You Are a Worship Leader
I don't have a good voice. I know very little about musical theory, whether I'm an alto, tenor, or soprano, or how to play a diminished chord on the piano. You might be significantly more musically gifted than me, an average musician like myself, or simply have no musical bone in your body. Unless you are musically gifted and pursuing woship ministry vocationally, you probably haven't considered yourself a worship leader. But the truth is you are a worship leader. You may not sing on stage at your church, have any influence over the direction of your weekend services, or even be working at a church, but you lead worship every day.
Everyone is a worship leader.
If you are a parent, you are the worship leader in your home. If you are a youth pastor, you are the worship leader to the students you serve. If you are a volunteer in the children's ministry, you lead worship for the children. If you are just one person in the worshipping congregation, you lead worship for those around you. If you own a small business, you lead your employees by the way you worship. If you attend school, you lead your peers in worship by the attitudes you have towards those in authority. Being a worship leader is not determined by musical capability; it is simply part of being a Christian. If a disciple is someone who follows Jesus and wants to be like him, as Christians when we make more disciples we are making more worshippers.
It's more than a song.
Be careful not confuse this with getting people to sing songs. Music is our first reaction when we think of worship leaders, but worship is more than music it is a way of life. Romans 12 says, "Therefore, I urge you,brothers, in view of God’s mercy, to offer your bodies as living sacrifices,holy and pleasing to God—this is your spiritual act of worship." This is not about song choices but a way of life. Worship is a life lived in view of the cross given completely to God.
Louie Giglio defines it this way, "Worship is our response, both personal and corporate, to God for who He is, and what He has done; expressed in and by the things we say and the way we live." Mark Driscoll describes it by saying, "Worship is living our life individually and corporately as continuous living sacrifices to the glory of a person or thing."
This means that in your home you are a worship leader; not because you gather the famly around an instrument and sing bible songs, but because you teach your children what it means to love their neighbor, work hard in school, and read their bible.

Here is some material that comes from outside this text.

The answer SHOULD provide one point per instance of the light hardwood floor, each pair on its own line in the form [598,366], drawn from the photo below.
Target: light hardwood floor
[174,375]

You are a worship leader in your student ministry not because you have a "time of worship" in your programs, but because the goal of student ministry is that people's lives will be all about living for Jesus, which is worship.
If you are a Christian, you are a worship leader.
Who are the people that God has put in your life that you have influence over and have the opportunity to lead in worship? Not because they need to be taught to sing songs, but because they should be taught, led, and encouraged to love God and love others the way that God teaches us to.